Introduction

Cardiovascular biomechanics relies on the mechanical properties of various soft tissues such as myocardium1, arteries2 and veins3. Moreover, they also play a critical role in ageing4,5 and it helps us understand the pathophysiology of various diseases such as atherosclerosis6, abdominal7,8 and ascending thoracic aneurysm9 as well as coronary arteries10. Obtaining the mechanical properties of soft tissues is, however, not a trivial task for several reasons: local inhomogeneity of sample thickness, challenges to obtaining sufficiently large samples11, problems with through-thickness material inhomogeneity12,13, sample preconditioning8, sample clamping14 and wall thickness measurement15. In particular, the differences in wall thickness estimation can lead to a significant variation of obtained stresses since uncertainty in stress estimation is largely given by uncertainty in wall thickness estimation which can easily be 20%15 even more. For example, the mean wall thickness of an aneurysmal wall was estimated as 2.9 mm ± 0.18 mm when measured by laser micrometer16, while it was only around 2 mm when measured by caliper17 or 1.5 mm when measured by micrometer18. Naturally, mechanical and failure properties obtained in these studies are therefore not comparable at all.
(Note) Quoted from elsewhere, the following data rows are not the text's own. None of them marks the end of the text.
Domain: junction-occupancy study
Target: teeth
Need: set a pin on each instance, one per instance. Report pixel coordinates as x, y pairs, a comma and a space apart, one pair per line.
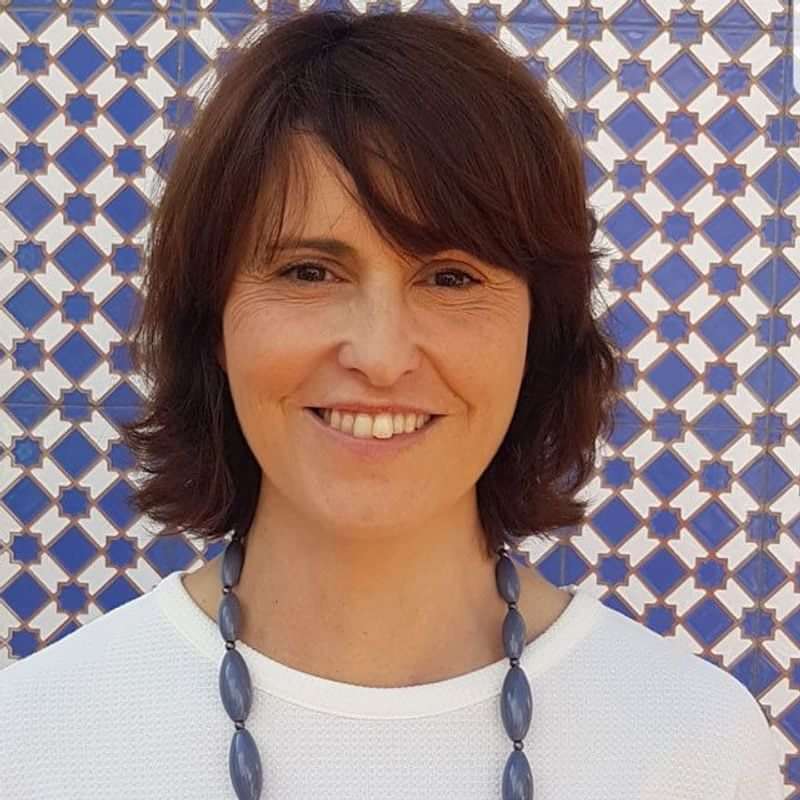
380, 426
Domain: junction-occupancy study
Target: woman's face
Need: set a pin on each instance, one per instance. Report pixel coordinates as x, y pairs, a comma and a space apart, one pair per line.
367, 326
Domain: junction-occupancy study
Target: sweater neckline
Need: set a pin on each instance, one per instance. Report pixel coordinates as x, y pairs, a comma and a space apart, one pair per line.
543, 653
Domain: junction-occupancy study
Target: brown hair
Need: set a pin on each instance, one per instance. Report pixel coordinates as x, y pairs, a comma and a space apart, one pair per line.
489, 166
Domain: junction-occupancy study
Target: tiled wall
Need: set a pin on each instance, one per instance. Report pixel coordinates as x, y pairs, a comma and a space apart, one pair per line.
693, 159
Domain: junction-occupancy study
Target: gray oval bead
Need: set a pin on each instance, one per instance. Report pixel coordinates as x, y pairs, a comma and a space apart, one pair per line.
234, 685
232, 560
507, 579
514, 633
229, 616
516, 703
517, 777
244, 764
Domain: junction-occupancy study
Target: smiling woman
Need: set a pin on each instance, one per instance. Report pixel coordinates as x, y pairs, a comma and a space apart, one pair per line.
431, 300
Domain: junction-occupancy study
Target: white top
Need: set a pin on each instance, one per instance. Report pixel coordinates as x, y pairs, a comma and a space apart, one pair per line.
128, 706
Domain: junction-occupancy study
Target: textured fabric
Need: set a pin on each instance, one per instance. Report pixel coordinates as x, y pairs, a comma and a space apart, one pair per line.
128, 707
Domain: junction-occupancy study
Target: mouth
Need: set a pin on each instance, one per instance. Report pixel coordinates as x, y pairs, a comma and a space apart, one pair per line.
372, 444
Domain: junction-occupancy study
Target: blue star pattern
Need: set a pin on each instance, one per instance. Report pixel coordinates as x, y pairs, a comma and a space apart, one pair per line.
692, 154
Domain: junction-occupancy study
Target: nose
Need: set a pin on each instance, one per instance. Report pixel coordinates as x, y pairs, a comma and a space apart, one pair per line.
381, 339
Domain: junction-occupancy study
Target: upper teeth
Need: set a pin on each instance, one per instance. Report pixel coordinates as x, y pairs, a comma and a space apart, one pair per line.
381, 426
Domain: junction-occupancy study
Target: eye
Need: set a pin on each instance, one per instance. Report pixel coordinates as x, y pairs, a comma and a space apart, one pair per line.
304, 267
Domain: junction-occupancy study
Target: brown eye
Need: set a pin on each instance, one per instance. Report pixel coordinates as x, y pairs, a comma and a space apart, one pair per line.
459, 282
305, 268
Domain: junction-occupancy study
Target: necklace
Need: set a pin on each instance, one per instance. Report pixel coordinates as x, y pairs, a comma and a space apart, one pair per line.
235, 688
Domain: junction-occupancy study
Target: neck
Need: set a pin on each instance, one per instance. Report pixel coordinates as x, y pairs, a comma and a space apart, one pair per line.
381, 607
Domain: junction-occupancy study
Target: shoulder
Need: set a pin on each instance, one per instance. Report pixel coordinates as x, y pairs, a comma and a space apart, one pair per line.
67, 664
698, 711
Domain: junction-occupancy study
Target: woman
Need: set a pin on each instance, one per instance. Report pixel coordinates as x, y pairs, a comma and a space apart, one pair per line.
369, 333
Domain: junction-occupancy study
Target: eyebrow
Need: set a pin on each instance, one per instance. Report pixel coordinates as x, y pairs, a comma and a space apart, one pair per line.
335, 247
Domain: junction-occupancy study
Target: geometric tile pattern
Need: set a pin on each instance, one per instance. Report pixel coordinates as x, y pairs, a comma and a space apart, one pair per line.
691, 127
The problem is that arterial tissue is very compliant radially (initial radial stiffness is in the order of tens of kPa19,20,21) and even a small force can create significant deformation. Calipers, are operator dependent, while the contactless optical methods often overestimate measured wall thickness15. On the contrary, the micrometers and thickness gauge applied defined force on the defined contact surface thus generating defined contact pressure which results in a systematic shift in wall thickness estimation. Various attempts were published on how to deal with this problem. Currently the best tool for soft tissue thickness measurement is suggested thickness gauge having 95% confidence interval of 0.72 mm when measuring arterial samples15 while accuracy for other types of soft tissues is even worse15.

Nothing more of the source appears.